On the way home, Dad told me that Carol had worked for the Doc for over 20 years, and that Doc was also retiring. He had ordered a big sailing yacht, and offered Dad a job. It would mean that we would live on the yacht, and sometime in the future, sail around the world on it. Dad would be responsible for maintenance and cooking, as the only full-time crewman.
We did not move aboard until the next Spring. The Wild Goose had been built in Korea, and sailed across the Pacific by a hired crew. It was immediately taken into a local yard for modifications and final fitting out. We had a cabin forward of the galley, and I even had my own tiny room.
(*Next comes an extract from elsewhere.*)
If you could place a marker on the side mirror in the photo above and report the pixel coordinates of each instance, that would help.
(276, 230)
Dad started home schooling me that fall, which was fine with me. The majority of the kids in my class had been Latino, and the Anglos had been frequently picked on. My red hair made me a usual target.
The next two years were terrific. The modifications to the Goose continued, we made several trips up and down the coast, and the next year, a run to Hawaii and back. On most trips, Doc would have friends and family aboard. His Grandkids were about my age and we became good friends. Dad and I both took a SCUBA training program. He wanted to be able to clean the bottom of the Goose, and I wanted to be able to look close up at the fishes.
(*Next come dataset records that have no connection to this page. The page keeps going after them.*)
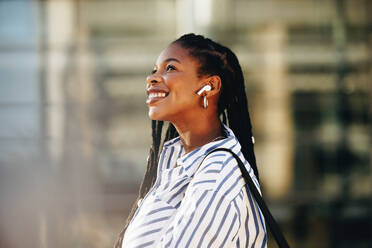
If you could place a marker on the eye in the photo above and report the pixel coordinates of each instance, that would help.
(170, 68)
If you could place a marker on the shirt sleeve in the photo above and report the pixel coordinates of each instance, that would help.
(204, 219)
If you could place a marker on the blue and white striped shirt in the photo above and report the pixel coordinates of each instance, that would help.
(198, 205)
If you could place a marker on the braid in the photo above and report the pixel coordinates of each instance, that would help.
(214, 59)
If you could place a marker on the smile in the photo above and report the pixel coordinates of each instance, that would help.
(159, 94)
(154, 97)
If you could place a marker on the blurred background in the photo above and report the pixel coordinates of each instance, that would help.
(74, 131)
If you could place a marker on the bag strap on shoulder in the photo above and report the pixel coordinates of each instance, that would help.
(270, 221)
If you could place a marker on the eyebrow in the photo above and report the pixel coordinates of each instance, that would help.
(171, 59)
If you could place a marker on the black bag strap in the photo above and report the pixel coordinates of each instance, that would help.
(270, 221)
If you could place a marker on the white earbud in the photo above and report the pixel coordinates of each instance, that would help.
(205, 88)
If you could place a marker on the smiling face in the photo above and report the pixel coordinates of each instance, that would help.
(172, 86)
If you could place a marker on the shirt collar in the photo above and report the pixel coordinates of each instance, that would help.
(193, 158)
Doc was planning to depart on the round the world cruise in the fall of the next year. On one evening that summer I heard Doc talking to my Dad.
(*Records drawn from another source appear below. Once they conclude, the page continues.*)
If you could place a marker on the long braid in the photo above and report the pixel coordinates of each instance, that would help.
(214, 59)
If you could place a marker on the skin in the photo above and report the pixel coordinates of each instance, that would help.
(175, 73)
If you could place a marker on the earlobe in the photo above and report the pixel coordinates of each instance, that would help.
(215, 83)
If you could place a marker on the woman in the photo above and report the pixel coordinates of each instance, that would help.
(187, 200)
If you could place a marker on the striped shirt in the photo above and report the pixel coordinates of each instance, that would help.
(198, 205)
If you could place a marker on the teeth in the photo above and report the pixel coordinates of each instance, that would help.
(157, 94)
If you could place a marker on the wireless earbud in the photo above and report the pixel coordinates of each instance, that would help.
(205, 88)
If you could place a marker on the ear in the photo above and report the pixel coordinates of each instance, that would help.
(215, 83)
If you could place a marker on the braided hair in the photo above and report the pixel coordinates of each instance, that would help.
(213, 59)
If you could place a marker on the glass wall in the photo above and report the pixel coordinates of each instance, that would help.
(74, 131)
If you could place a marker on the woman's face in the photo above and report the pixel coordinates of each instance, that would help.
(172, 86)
“I don’t know, the sunspot increases this year, the asteroid swarm close approach, the net bot predictions, the fat cats and bureaucrats building bunkers, the direct correlation between planetary alignments and big quakes, and the remote viewing predictions, all are indicating a major Coastal Event next year. I think we better get ready, just in case. If nothing happens, we can still make the world cruise, only a year later.”
My Dad agreed, and I was disappointed at the delay in my chance to see the world.
The Goose took another trip to the yard, and we lived in a motel for six months. During the spring of the following year, the holds were completely filled with lots of stuff that must have cost Doc a small fortune. The sunspot activities increased, and the Northern Lights were often visible in the sky of Southern California. Dad bought me a new laptop and I transferred all my Journal files to it.
Every night Dad would watch the news, and I could see that he was worried. The sunspot activities were still increasing and the asteroid swarm was still approaching. The “experts” were still predicting that it would safely miss the earth, although a few were saying that a few meteor strikes might occur on or around June 15 th(Now called Day 0).
By June 10 ththe final supplies arrived and were stowed in the overloaded holds.
On June 13 th, (now called Day –2), Doc arrived with all of his family, except his oldest daughter’s husband Eric Hall. He was on the Governor’s staff, and was still in Sacramento. We sailed that night out of Long Beach with 11 souls on board. They included: Dad and me, Doc and June, their oldest daughter April, her two boys Eric Jr. (my age), and Johnny (two years younger), their younger daughter Allison Jacobs, her husband Ben and their son Braxton (also my age), and daughter Heather (three years younger than me).